Are Scarecrows Just for Crows?

A short history of Scarecrows.

By Angela Tipton


Scarecrows have been around for thousands of years. Although it is a common fall and Halloween decoration, they serve a real purpose. Farmers for centuries have used the scarecrow concept to scare away unwanted birds from their crops. Flocks of crows can scour crops, which can be financially devastating for famers and their families.

Crows aren’t the only perpetrators of crop ruin. Scarecrows also are used to frighten away doves, sparrows, blackbirds and other fowl that love to eat seeds and sugar from corn and other crops. Historically, farmers could go hungry during the winter when birds ate too much of their corn or wheat crop.

Scarecrow in a field

Other names for the scarecrows have been Hay-man (England), Tattie bogie (Scotland), Kakashi (Japan) and  Vogelscheuche (German) to name some. The earliest recorded scarecrows were in Egypt. The farmers in Egypt covered wooden frames with nets to lure quails for dinner. The Greeks would make wooden statues of Priapus in the vineyards to keep the birds away from the grapes. The Romans caught on and introduced the concept to other European countries.

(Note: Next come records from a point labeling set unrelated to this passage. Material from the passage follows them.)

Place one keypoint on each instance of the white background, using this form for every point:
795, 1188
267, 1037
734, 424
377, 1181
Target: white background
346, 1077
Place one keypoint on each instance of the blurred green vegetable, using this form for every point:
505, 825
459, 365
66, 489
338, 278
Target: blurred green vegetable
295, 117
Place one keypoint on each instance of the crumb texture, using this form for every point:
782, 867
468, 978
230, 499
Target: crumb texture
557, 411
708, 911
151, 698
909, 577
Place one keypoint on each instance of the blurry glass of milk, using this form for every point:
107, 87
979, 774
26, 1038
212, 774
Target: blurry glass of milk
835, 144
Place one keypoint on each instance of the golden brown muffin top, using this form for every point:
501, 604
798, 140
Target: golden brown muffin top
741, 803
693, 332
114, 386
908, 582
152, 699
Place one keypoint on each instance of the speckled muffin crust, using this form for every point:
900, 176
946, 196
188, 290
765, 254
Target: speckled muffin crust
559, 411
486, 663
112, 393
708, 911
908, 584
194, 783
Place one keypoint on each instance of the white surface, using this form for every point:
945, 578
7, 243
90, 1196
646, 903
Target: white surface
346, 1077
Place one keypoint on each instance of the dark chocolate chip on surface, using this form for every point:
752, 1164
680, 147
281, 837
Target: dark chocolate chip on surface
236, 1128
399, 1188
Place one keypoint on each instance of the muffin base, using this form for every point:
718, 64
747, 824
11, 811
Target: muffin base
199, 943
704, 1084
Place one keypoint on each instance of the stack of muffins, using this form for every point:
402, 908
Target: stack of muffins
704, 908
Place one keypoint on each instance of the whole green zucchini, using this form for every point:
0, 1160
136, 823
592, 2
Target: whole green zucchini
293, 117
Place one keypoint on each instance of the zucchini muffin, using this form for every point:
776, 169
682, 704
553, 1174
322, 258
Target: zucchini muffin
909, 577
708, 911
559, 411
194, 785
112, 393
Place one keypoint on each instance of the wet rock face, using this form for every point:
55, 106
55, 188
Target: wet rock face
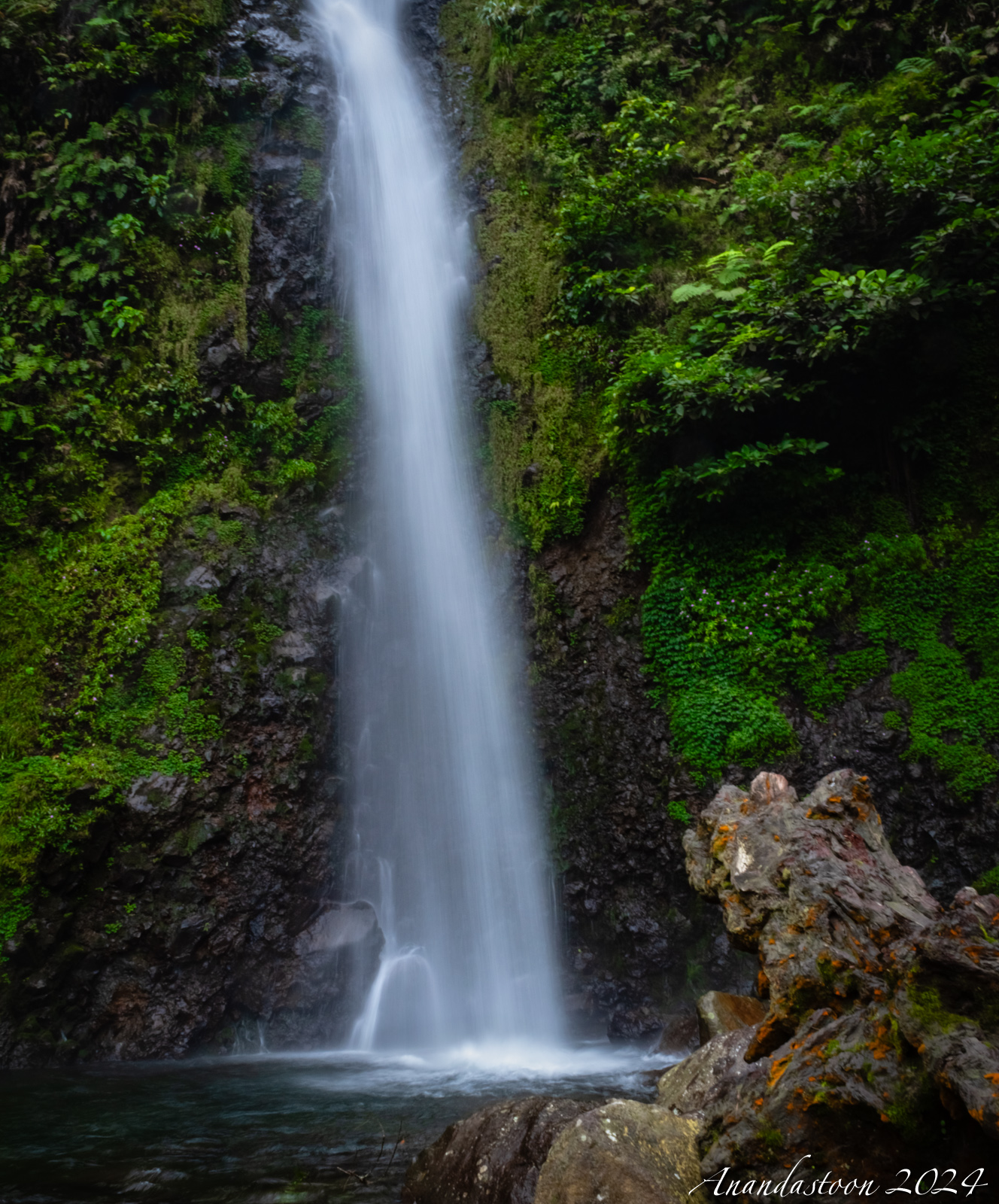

In Japan, farmers used bamboo, dead fish and rags to scare away birds in the rice fields, hoping that the smell would drive them away. In Medieval Britain, young boys were used as live scarecrows, called bird scarers or bird shooers, as they patrolled the fields with bags of stones. They’d sometimes use clappers or wave their arms to ward off the pests. Some Native American cultures also used bird scarers, mostly adult men, who kept watch over the crops.

Scarecrow sunset in field

In these modern times, many American farmers have opted for a more technological route using chemicals and mechanical alternatives, leaving the concept of the scarecrow somewhat obsolete. However, that’s not the case in modern Japan, where in some areas of the country you can find scarecrows made from left-over mannequin heads. Either they make them life size or stick the heads on sticks. As the heads are exposed to nature, they can appear somewhat creepy as in this CNN photo for an article.

Whether human, cute or scary, it can’t be denied that the purpose of scarecrows is a timeless necessity where crops are concerned.